Click Pull Subscriptions. In the Details pane, the subscription to Northwind_Products_Publication is listed.

In the Details pane, right-click the subscription and then click Properties. Review the properties of your pull subscription.

Click Cancel to close the Pull Subscription Properties dialog box.

Exercise 6: Updating the Published Article

In this exercise, you will update the Products table (on the Publisher) and verify that the updated information is replicated to the Subscriber.

To update the published article

In SQL Server Query Analyzer, type and execute the following:

 USE Northwind SELECT * FROM Products WHERE ProductID = 1

Review the result set. Make a note of the ReorderLevel for the product (it should be 10).

Switch to SQL Server Enterprise Manager, then expand Replication Monitor. Expand Agents, and then click Log Reader Agents. You must now switch to SQL Server Query Analyzer and type and execute the following script.

 USE Northwind UPDATE Products SET ReorderLevel = 20 WHERE ProductID = 1 SELECT * FROM Products

Immediately after executing the script, switch back to SQL Server Enterprise Manager and watch the Status of the Log Reader Agent.

Within a few moments, the Status of the Log Reader Agent entry should change to Running and the Last Action should indicate that one transaction with one command was delivered.
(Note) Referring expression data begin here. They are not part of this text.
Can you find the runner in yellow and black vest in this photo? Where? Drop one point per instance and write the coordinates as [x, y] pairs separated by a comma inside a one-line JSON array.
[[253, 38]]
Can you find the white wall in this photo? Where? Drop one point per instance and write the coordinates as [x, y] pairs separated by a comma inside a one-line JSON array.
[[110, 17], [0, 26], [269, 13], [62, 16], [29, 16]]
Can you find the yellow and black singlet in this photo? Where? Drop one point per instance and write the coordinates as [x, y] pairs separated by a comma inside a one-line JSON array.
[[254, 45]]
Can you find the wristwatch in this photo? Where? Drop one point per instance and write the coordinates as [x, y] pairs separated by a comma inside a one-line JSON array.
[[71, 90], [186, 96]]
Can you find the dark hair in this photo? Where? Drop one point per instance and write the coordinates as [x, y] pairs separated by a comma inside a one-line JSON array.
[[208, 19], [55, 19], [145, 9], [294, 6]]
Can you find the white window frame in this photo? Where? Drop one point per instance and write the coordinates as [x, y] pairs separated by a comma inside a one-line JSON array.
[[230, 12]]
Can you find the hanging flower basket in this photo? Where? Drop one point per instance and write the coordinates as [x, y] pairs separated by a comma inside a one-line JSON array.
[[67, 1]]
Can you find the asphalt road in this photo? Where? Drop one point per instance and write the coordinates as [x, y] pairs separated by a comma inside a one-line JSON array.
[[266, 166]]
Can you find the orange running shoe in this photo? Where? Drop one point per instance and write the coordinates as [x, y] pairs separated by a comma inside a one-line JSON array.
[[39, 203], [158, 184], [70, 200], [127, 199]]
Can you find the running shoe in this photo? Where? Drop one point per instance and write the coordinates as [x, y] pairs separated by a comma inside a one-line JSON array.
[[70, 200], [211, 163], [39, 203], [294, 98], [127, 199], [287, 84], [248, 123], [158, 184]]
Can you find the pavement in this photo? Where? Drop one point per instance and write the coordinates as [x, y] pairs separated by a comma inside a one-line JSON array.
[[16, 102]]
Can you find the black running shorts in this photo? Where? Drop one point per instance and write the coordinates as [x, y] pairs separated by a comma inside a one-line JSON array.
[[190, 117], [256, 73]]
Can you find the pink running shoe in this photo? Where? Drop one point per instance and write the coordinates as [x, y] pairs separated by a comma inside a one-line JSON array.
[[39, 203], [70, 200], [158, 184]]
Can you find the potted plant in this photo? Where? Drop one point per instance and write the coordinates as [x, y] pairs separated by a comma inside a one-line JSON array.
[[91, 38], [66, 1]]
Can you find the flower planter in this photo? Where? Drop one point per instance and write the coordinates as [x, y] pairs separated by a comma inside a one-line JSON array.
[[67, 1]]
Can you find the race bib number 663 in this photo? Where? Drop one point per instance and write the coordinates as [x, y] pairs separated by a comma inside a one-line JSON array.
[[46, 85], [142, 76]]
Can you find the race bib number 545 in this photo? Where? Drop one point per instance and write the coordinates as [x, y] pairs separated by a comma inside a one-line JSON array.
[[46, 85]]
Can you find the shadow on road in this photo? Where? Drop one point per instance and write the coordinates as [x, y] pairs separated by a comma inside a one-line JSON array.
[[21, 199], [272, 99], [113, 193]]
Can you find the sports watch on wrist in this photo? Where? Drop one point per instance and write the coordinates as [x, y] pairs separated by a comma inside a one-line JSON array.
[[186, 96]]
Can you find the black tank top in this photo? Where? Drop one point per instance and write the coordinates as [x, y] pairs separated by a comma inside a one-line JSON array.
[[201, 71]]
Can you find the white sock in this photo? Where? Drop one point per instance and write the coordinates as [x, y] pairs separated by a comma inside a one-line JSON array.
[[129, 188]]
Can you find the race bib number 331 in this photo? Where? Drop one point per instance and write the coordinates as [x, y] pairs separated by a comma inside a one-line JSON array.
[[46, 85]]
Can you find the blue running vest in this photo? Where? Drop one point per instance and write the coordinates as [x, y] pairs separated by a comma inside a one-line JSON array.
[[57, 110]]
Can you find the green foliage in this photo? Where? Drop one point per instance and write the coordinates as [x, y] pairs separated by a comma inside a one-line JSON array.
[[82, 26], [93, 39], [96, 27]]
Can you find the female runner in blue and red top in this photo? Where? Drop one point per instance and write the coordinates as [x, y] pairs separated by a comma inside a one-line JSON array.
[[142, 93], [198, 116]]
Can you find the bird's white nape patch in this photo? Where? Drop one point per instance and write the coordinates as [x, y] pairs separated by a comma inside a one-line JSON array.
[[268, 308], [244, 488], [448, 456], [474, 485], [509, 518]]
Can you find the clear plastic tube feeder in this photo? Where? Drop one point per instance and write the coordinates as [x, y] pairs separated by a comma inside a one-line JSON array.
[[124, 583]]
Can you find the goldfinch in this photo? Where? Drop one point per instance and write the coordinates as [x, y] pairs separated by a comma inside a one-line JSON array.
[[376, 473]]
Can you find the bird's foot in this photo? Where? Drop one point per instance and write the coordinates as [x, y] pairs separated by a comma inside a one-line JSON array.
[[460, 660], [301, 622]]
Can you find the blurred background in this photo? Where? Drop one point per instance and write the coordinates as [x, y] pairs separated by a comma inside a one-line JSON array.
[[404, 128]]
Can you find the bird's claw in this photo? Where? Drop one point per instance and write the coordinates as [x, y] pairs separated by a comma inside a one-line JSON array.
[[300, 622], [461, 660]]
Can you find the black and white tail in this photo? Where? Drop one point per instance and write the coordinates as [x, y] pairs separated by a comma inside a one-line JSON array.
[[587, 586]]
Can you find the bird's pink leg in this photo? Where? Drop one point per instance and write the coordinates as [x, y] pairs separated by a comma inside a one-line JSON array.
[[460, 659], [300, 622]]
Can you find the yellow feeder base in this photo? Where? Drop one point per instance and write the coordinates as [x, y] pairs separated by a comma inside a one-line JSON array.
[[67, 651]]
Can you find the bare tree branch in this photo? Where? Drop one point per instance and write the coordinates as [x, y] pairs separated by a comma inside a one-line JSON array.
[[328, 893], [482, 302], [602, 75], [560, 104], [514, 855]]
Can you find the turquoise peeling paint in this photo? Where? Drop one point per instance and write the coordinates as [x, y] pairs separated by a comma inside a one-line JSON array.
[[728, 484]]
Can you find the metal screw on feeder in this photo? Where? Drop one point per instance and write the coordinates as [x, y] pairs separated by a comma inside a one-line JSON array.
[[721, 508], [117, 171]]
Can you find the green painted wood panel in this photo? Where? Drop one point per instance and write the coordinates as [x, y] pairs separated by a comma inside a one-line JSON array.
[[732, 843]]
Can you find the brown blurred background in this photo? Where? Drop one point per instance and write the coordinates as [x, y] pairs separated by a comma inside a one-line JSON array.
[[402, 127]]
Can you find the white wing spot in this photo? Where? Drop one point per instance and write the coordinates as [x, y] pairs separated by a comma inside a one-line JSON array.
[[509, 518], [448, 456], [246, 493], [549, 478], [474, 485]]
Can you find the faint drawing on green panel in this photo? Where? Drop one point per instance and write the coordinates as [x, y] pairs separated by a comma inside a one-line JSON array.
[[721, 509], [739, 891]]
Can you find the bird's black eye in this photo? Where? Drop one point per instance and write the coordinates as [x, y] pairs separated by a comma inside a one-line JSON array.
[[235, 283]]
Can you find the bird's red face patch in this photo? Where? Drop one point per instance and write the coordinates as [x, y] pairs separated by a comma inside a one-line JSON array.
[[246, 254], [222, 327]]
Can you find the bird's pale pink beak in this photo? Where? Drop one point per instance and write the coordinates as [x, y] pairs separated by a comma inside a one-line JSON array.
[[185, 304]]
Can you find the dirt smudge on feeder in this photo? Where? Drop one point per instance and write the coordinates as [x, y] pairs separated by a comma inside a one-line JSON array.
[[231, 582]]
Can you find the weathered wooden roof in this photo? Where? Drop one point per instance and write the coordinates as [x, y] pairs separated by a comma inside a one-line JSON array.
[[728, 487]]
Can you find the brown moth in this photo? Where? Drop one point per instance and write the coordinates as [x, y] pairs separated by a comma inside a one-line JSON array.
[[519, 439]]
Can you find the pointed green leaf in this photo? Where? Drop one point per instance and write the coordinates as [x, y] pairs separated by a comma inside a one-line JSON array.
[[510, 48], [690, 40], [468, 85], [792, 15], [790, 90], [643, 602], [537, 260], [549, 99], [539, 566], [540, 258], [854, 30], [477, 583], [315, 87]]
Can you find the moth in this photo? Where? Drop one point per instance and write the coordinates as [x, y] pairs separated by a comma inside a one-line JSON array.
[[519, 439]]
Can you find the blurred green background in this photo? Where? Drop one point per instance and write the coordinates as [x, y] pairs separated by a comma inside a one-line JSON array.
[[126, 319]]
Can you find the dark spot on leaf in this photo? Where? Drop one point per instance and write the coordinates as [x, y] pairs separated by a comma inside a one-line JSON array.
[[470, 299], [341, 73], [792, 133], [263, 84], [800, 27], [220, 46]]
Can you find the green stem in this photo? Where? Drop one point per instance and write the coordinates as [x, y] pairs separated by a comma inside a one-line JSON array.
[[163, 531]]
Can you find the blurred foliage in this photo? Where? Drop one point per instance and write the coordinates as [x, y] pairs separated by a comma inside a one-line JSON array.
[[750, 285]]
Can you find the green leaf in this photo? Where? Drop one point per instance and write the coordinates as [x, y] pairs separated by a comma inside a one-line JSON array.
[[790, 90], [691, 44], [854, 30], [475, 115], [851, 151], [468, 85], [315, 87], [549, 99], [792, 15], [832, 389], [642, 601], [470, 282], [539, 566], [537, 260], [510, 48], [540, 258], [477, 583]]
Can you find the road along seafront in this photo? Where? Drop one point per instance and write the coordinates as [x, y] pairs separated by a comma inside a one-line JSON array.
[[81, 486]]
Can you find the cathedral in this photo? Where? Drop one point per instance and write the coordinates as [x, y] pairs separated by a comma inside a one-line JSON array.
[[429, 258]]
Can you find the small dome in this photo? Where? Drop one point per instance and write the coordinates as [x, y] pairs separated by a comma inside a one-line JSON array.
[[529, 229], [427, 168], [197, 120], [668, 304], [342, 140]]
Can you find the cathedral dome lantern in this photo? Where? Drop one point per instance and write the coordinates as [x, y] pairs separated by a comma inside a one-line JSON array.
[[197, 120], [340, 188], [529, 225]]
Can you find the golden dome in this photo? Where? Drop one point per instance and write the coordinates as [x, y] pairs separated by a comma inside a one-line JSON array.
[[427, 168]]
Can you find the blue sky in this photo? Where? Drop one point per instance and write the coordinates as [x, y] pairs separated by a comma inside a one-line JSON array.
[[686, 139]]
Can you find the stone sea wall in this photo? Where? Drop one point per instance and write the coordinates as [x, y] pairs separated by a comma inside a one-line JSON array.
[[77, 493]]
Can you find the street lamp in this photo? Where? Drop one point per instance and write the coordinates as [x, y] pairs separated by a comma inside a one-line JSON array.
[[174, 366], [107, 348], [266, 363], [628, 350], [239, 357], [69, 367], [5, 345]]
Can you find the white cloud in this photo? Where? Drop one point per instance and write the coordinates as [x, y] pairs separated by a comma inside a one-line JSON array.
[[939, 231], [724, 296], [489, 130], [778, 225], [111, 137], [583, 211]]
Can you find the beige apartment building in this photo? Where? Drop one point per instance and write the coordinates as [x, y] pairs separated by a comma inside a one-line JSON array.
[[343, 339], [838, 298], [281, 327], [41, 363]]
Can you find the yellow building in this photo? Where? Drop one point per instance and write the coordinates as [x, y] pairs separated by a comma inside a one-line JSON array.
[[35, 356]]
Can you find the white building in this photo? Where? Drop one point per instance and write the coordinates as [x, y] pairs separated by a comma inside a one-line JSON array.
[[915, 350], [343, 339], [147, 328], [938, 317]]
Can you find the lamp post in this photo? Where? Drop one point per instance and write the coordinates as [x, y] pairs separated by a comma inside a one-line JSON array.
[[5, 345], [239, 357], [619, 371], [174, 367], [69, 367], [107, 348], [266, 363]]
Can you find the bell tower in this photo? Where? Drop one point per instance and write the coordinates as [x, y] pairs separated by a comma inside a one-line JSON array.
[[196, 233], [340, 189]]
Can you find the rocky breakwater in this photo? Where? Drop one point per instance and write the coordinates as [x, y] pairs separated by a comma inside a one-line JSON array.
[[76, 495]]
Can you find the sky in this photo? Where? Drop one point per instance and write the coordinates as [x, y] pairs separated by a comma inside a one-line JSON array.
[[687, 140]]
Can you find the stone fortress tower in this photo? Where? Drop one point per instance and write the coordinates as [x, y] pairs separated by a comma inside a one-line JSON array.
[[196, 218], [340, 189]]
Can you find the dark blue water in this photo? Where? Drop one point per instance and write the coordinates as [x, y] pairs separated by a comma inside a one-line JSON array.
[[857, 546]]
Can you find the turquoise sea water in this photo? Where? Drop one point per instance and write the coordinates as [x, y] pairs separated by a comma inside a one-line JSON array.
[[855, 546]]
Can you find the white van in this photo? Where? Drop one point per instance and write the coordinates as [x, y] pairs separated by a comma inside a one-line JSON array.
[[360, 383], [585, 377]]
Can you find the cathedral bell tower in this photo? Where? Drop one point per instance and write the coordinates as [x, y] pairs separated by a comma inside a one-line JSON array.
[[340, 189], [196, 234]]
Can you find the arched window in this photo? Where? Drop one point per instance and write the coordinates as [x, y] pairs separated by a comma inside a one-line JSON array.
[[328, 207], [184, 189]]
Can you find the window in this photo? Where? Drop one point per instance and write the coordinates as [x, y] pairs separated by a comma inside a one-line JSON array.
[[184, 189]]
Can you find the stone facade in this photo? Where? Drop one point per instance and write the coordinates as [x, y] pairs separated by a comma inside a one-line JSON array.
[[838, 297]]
In the console tree, click Distribution Agents. Within a few moments, the status of the Distribution Agent entry should change to Running, and the Last Action should indicate that one transaction with one command was delivered.

In the console tree, click Log Reader Agents. Right-click SQLSERVER (or your server name, if different), and then click Agent History. Click Session Details to see the details for the current session. You may still see the action indicating that one transaction with one command was delivered; otherwise, the action will now indicate that no replicated transactions are available. The detail above the action messages includes various statistics for the current session for the Log Reader Agent.

In the console tree, click Distribution Agents. Right-click the publication in the Details pane, and then click Agent History. Click Session Details to see the details for the current session. You may still see the action indicating that one transaction with one command was delivered; otherwise, the action will now indicate that no replicated transactions are available. The detail above the action messages includes various statistics for the current session for the Distribution Agent.

If you want to see the agents running again, execute the query from Step 3 with a different reorder level. You must use a different reorder level or the Distribution Agent will not run, because the Log Reader will detect that no data has actually changed.

Switch to SQL Server Query Analyzer. Execute the following statement to view the reorder level in the ReplProducts table in the PullSubs database and verify that the data was replicated:

 USE PublSubs SELECT * FROM Products WHERE ProductID = 1

Lesson Summary

Along with the three different types of replication discussed in Lesson 3, "SQL Server Replication Types," you can use many different physical models when you implement replication. The primary models are the central Publisher/Distributor model, the central Subscriber/multiple Publishers model, and the multiple Publishers/multiple Subscribers model. These models can be mixed or combined. When implementing replication, you can also choose whether to place the Publisher and the Distributor on the same computer or on different computers.

Replication can be used in a number of ways to move data in a data warehouse environment. These ways include updating data marts, staging data for transformation, and updating data warehouses.